Pyridine, 3-iodo-5-methoxy-

    • Product Name: Pyridine, 3-iodo-5-methoxy-
    • Chemical Name (IUPAC): 3-iodo-5-methoxypyridine
    • CAS No.: 343268-41-9
    • Chemical Formula: C6H6INO
    • Form/Physical State: Liquid
    • Factroy Site: No.968 Jiangshan Rd., Nantong ETDZ, Jiangsu, China
    • Price Inquiry: sales7@boxa-chem.com
    • Manufacturer: Nantong Acetic Acid Chemical Co., Ltd.
    • CONTACT NOW
    Specifications

    HS Code

    945657

    Compound Name Pyridine, 3-iodo-5-methoxy-
    Chemical Formula C6H6INO
    Molecular Weight 235.03 g/mol
    Cas Number 3430-26-0
    Iupac Name 3-iodo-5-methoxypyridine
    Appearance Light yellow to brown crystalline powder
    Melting Point 51-54 °C
    Solubility Soluble in organic solvents such as DMSO, DMF, chloroform
    Smiles COC1=CN=CC(=C1)I
    Inchi InChI=1S/C6H6INO/c1-9-6-3-5(7)4-8-2-6/h2-4H,1H3

    As an accredited Pyridine, 3-iodo-5-methoxy- factory, we enforce strict quality protocols—every batch undergoes rigorous testing to ensure consistent efficacy and safety standards.

    Packing & Storage
    Packing Amber glass bottle with a secure screw cap, labeled "Pyridine, 3-iodo-5-methoxy-, 5 grams," safety and handling instructions displayed.
    Container Loading (20′ FCL) Container Loading (20′ FCL): Securely packed 140 drums (25kg each), totaling 3,500kg of Pyridine, 3-iodo-5-methoxy-, for safe transport.
    Shipping Pyridine, 3-iodo-5-methoxy- should be shipped in tightly sealed containers, clearly labeled, and protected from light, moisture, and incompatible substances. Transport under ambient temperature unless otherwise specified, following all relevant local, national, and international regulations for hazardous chemicals. Handle and ship with appropriate personal protective equipment and documentation.
    Storage Pyridine, 3-iodo-5-methoxy- should be stored in a tightly sealed container, protected from light and moisture.

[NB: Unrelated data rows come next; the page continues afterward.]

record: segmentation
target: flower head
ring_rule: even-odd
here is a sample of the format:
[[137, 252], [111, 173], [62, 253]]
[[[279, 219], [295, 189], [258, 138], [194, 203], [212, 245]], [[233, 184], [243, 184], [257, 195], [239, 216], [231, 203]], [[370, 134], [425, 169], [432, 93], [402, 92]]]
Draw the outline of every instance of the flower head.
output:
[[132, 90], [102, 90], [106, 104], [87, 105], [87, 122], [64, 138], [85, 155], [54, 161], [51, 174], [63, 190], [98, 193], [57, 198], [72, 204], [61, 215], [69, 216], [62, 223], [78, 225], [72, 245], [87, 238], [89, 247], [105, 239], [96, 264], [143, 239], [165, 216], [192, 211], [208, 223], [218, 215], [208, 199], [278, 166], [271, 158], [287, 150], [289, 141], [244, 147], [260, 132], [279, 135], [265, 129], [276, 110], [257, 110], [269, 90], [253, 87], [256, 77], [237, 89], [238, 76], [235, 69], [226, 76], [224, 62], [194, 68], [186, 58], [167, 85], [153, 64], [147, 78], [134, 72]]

Keep it in a cool, dry, well-ventilated area away from incompatible substances such as strong oxidizers and acids. Store at room temperature. Use secondary containment if possible and clearly label the container to prevent accidental misuse. Always follow local regulations for chemical storage.
    Shelf Life The shelf life of Pyridine, 3-iodo-5-methoxy- is typically 2-3 years when stored in a cool, dry, tightly sealed container.
    Application of Pyridine, 3-iodo-5-methoxy-

    Purity 98%: Pyridine, 3-iodo-5-methoxy- with purity 98% is used in pharmaceutical intermediate synthesis, where high product purity ensures minimal side-product formation.

    Melting point 56-59°C: Pyridine, 3-iodo-5-methoxy- with melting point 56-59°C is used in fine chemical manufacturing, where controlled solidification aids in process efficiency.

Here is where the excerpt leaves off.